Question

Integration help!

Answer 1

\[\int\limits_{1}^{\infty}dx/(x^5(e^{1/x}-1))\]

Answer 2

wut grade r u in

Answer 3

first year university

Answer 4

Doesn't look like an analytic solution. It can be solved by series, or numerical.

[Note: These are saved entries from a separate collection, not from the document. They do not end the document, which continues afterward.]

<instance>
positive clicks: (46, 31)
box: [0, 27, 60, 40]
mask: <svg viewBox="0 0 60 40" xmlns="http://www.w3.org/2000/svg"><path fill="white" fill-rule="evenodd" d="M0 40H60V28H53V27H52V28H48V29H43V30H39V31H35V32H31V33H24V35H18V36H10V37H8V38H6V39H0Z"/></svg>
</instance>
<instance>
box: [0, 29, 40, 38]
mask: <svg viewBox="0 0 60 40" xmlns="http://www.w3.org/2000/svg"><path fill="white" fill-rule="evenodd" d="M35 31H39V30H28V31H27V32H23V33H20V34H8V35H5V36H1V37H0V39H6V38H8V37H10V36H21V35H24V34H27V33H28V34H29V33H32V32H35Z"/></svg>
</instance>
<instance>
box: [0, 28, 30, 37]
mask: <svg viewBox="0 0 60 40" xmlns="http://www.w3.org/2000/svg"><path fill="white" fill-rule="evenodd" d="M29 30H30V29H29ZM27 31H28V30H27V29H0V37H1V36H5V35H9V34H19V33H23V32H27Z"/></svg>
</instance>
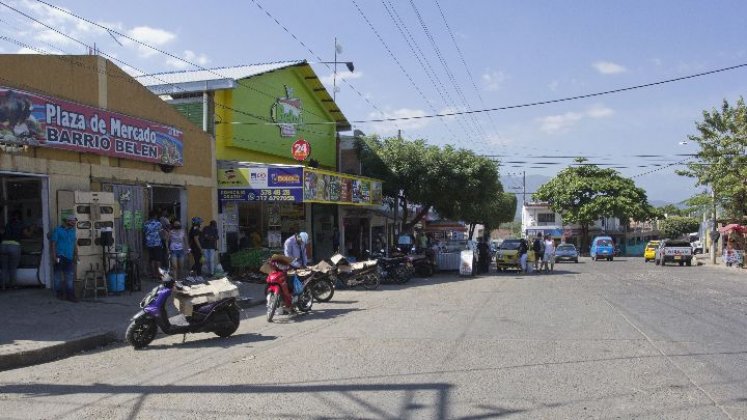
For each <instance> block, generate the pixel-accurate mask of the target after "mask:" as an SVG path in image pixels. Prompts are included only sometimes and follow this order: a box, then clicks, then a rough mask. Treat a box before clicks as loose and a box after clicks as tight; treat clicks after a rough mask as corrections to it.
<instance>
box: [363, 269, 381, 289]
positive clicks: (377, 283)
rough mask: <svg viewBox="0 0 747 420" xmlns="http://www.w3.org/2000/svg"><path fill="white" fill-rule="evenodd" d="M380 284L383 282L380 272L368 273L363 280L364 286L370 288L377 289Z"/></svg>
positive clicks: (366, 287)
mask: <svg viewBox="0 0 747 420" xmlns="http://www.w3.org/2000/svg"><path fill="white" fill-rule="evenodd" d="M379 284H381V279H380V278H379V273H370V274H367V275H366V278H365V280H363V287H365V288H366V289H368V290H374V289H376V288H377V287H379Z"/></svg>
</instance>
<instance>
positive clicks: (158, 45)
mask: <svg viewBox="0 0 747 420" xmlns="http://www.w3.org/2000/svg"><path fill="white" fill-rule="evenodd" d="M127 35H129V36H131V37H132V38H134V39H136V40H138V41H140V42H143V43H145V44H148V45H152V46H154V47H161V46H164V45H166V44H168V43H170V42H171V41H173V40H175V39H176V35H174V34H173V33H171V32H168V31H165V30H163V29H158V28H151V27H149V26H136V27H134V28H132V29H130V30H128V31H127ZM121 41H122V43H123V44H125V45H136V46H137V49H138V51H139V52H140V55H141V56H142V57H150V56H152V55H154V54H156V53H157V52H156V51H154V50H153V49H151V48H148V47H146V46H143V45H140V44H136V43H134V42H133V41H130V40H121Z"/></svg>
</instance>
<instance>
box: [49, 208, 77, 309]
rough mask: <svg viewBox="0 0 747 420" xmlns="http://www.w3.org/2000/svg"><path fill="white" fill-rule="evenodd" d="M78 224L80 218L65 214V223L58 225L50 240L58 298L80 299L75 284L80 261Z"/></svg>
mask: <svg viewBox="0 0 747 420" xmlns="http://www.w3.org/2000/svg"><path fill="white" fill-rule="evenodd" d="M77 224H78V219H77V218H76V217H75V216H73V215H72V214H70V215H67V216H65V219H64V222H63V224H62V225H60V226H57V228H55V230H54V232H52V238H51V242H50V244H51V247H50V248H51V249H50V250H51V251H52V259H53V260H52V261H54V291H55V293H56V295H57V298H58V299H65V298H67V300H69V301H71V302H77V301H78V299H77V298H76V297H75V288H74V286H73V279H74V277H75V266H76V264H77V261H78V246H77V237H76V227H77ZM63 283H64V284H63ZM63 287H64V289H63ZM63 290H64V291H63Z"/></svg>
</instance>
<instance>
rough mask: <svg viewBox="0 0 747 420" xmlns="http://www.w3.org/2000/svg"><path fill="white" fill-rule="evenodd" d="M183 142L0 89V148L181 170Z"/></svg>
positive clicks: (151, 127) (72, 108)
mask: <svg viewBox="0 0 747 420" xmlns="http://www.w3.org/2000/svg"><path fill="white" fill-rule="evenodd" d="M182 137H183V136H182V132H181V131H180V130H177V129H176V128H174V127H169V126H165V125H162V124H159V123H156V122H152V121H148V120H143V119H140V118H135V117H131V116H128V115H124V114H118V113H115V112H110V111H107V110H104V109H101V108H94V107H91V106H87V105H81V104H77V103H74V102H69V101H65V100H62V99H57V98H51V97H46V96H41V95H37V94H34V93H31V92H26V91H23V90H19V89H12V88H7V87H2V86H0V144H6V145H17V146H34V147H50V148H57V149H64V150H70V151H74V152H79V153H93V154H97V155H104V156H111V157H116V158H123V159H131V160H139V161H146V162H152V163H157V164H162V165H170V166H183V165H184V152H183V139H182Z"/></svg>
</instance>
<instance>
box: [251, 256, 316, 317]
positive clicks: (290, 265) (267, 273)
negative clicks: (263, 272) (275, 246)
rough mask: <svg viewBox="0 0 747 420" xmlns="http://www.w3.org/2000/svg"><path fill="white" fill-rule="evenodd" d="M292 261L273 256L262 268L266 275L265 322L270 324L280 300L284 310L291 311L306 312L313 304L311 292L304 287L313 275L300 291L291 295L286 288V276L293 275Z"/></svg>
mask: <svg viewBox="0 0 747 420" xmlns="http://www.w3.org/2000/svg"><path fill="white" fill-rule="evenodd" d="M292 264H293V260H292V259H291V258H288V257H286V256H285V255H279V254H275V255H273V256H272V257H270V260H269V261H268V262H267V263H266V264H265V266H263V270H262V271H263V272H266V273H267V278H266V279H265V281H266V282H267V288H266V289H267V322H272V318H273V317H274V316H275V312H276V311H277V309H278V307H279V306H280V299H282V300H283V304H284V306H285V308H286V309H288V310H290V311H293V310H299V311H301V312H308V311H310V310H311V305H312V304H313V303H314V297H313V296H312V294H311V290H310V289H309V288H307V287H306V285H307V284H309V281H310V280H311V279H312V278H313V277H314V276H313V275H312V276H311V277H310V278H308V279H306V281H305V282H304V283H302V287H301V290H295V291H294V292H295V293H291V291H290V288H289V286H288V275H289V274H290V275H295V272H294V271H292V269H293V268H294V267H293V265H292Z"/></svg>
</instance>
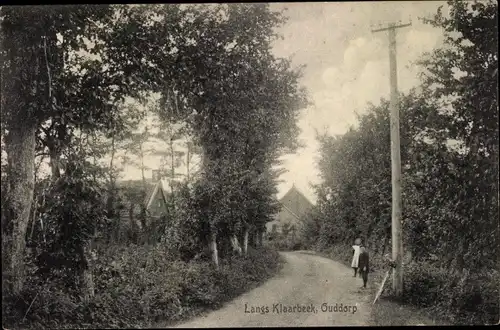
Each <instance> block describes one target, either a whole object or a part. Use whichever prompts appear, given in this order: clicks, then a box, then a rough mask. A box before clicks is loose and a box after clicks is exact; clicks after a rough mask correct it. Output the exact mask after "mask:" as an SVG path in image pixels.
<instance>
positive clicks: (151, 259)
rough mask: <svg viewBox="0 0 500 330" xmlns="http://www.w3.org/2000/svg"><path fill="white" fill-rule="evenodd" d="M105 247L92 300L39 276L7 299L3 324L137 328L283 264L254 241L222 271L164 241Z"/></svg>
mask: <svg viewBox="0 0 500 330" xmlns="http://www.w3.org/2000/svg"><path fill="white" fill-rule="evenodd" d="M98 251H99V253H98V256H99V257H98V260H97V264H96V266H95V268H94V282H95V289H96V290H95V297H94V298H93V299H92V300H91V301H89V302H84V301H83V300H82V298H81V297H79V295H78V294H77V293H76V292H73V293H68V292H67V290H64V289H63V288H64V287H63V283H62V282H58V281H55V280H54V281H47V282H46V283H43V284H42V282H41V280H40V279H39V278H37V277H36V276H35V275H32V276H30V277H29V278H30V281H29V283H27V285H26V286H25V288H26V289H25V290H24V292H23V294H22V295H21V296H20V297H16V298H6V299H4V309H3V312H4V313H3V317H2V321H3V324H4V325H5V326H7V325H8V326H12V325H15V326H16V327H17V326H21V327H22V328H33V329H35V328H37V329H38V328H82V327H83V328H137V327H145V326H146V327H148V326H151V325H152V324H154V323H156V322H165V321H167V322H169V321H177V320H181V319H184V318H186V317H188V316H191V315H193V314H196V313H197V312H200V311H202V310H206V309H209V308H214V307H217V306H220V305H221V304H222V303H224V302H225V301H228V300H229V299H232V298H234V297H235V296H237V295H238V294H240V293H242V292H244V291H246V290H248V289H250V288H253V287H255V286H256V285H258V284H259V283H262V282H263V281H264V280H266V279H268V278H269V277H270V276H272V275H274V274H275V273H276V272H277V271H278V270H279V268H280V265H281V258H280V256H279V254H278V253H277V252H274V251H271V250H267V249H258V250H254V249H252V248H249V251H248V255H247V256H246V257H233V258H232V259H230V260H224V259H223V260H221V265H220V266H221V267H220V269H219V271H216V270H215V268H214V267H213V266H212V265H211V264H210V263H208V262H194V261H192V262H183V261H179V260H174V254H173V253H171V252H169V251H168V249H166V248H165V247H163V246H161V245H156V246H135V245H131V246H127V247H124V246H101V247H99V248H98ZM31 273H32V274H36V272H35V271H34V270H33V271H32V272H31ZM35 297H36V299H34V298H35ZM32 302H33V303H32ZM30 304H31V308H30V307H29V306H30ZM28 308H29V312H28V313H26V311H27V310H28ZM25 314H26V318H25V320H23V318H24V315H25ZM21 320H23V321H21Z"/></svg>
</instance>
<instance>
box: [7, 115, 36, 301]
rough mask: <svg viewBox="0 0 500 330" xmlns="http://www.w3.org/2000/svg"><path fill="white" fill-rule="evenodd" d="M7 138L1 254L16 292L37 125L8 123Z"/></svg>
mask: <svg viewBox="0 0 500 330" xmlns="http://www.w3.org/2000/svg"><path fill="white" fill-rule="evenodd" d="M9 128H10V129H9V134H8V135H9V136H8V139H7V141H6V149H7V153H8V180H9V196H8V198H7V205H6V206H7V207H6V209H7V217H6V228H5V229H6V230H4V231H3V235H2V236H4V237H3V238H2V243H3V244H2V245H3V246H2V255H3V258H2V259H4V262H5V263H3V265H4V267H5V268H3V269H4V271H3V272H2V274H5V275H7V276H6V277H7V279H8V280H7V281H4V280H2V282H3V283H4V284H6V285H7V289H8V290H10V292H12V293H13V294H18V293H19V292H20V291H21V289H22V286H23V280H24V262H23V257H24V252H25V248H26V239H25V237H26V230H27V227H28V223H29V220H30V214H31V207H32V203H33V194H34V188H35V182H34V170H35V134H36V126H35V125H33V124H32V125H30V124H29V123H28V121H27V120H25V119H24V120H23V122H22V123H18V125H15V126H14V125H13V126H12V127H9Z"/></svg>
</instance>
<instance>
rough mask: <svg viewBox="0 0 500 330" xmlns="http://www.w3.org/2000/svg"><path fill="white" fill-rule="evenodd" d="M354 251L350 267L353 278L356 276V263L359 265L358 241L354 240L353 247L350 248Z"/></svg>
mask: <svg viewBox="0 0 500 330" xmlns="http://www.w3.org/2000/svg"><path fill="white" fill-rule="evenodd" d="M352 248H353V250H354V255H353V256H352V262H351V267H352V268H354V277H356V275H357V274H358V263H359V254H360V239H356V241H354V245H353V246H352Z"/></svg>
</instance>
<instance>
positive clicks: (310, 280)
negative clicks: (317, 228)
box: [176, 252, 370, 328]
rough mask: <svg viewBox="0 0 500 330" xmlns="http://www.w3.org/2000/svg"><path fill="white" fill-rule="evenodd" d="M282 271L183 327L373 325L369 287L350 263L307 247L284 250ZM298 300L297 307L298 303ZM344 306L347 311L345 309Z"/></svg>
mask: <svg viewBox="0 0 500 330" xmlns="http://www.w3.org/2000/svg"><path fill="white" fill-rule="evenodd" d="M283 256H284V257H285V259H286V261H287V262H286V264H285V265H284V267H283V270H282V271H281V273H280V274H279V275H277V276H276V277H274V278H272V279H271V280H269V281H268V282H266V283H265V284H263V285H262V286H260V287H258V288H256V289H254V290H252V291H250V292H247V293H245V294H243V295H241V296H239V297H237V298H236V299H234V300H233V301H231V302H229V303H227V304H226V305H225V306H224V307H222V308H221V309H219V310H217V311H214V312H212V313H209V314H208V315H206V316H202V317H199V318H196V319H194V320H191V321H189V322H187V323H183V324H179V325H177V326H176V327H180V328H185V327H189V328H198V327H202V328H204V327H252V326H253V327H262V326H263V327H268V326H276V327H278V326H283V327H286V326H290V327H291V326H315V325H316V326H329V325H367V324H368V317H369V315H370V296H369V289H362V288H361V286H362V280H361V279H360V278H359V277H356V278H354V277H353V273H352V270H351V269H349V268H348V267H346V266H344V265H342V264H340V263H338V262H335V261H332V260H330V259H326V258H322V257H319V256H316V255H312V254H306V253H305V252H286V253H283ZM294 306H295V307H294ZM339 309H341V311H339Z"/></svg>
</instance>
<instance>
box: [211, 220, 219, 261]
mask: <svg viewBox="0 0 500 330" xmlns="http://www.w3.org/2000/svg"><path fill="white" fill-rule="evenodd" d="M210 252H211V253H212V262H213V263H214V266H215V269H217V270H218V269H219V255H218V251H217V233H216V232H215V230H213V229H212V232H211V234H210Z"/></svg>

Are you in any of these?

Answer 5

show that \[e^t \ge 1+t\] for \[t \ge0\] hence explain briefly why the integral must converge.

Answer 6

By MacLaurin's expansion,
\( e^t \) = 1+t/1!+t^2/2!+t^3/3! +...
=>
\( e^t \ge \) 1+t for t\( \gt 0 \)
This means that
\( e^t-1 \ge \) 1+t-1 =t for t\( \gt 0 \)
or
\( 1/(e^t-1) \le \) 1/t for t\( \gt 0 \)
therefore
I < integral of 1/x^6

Answer 7

and
\[\int\limits_{1}^{\infty} \frac{dx}{x^6} \ = \ \frac{1}{5}\]

Answer 8

i dont think we can use MacLaurin's expansion though

Answer 9

Then you can show that e^t=1 when t=0.
and d(e^t)/dt >1 for t>0, therefore
e^t-1 >0 for t>0.

Answer 10

ok thanks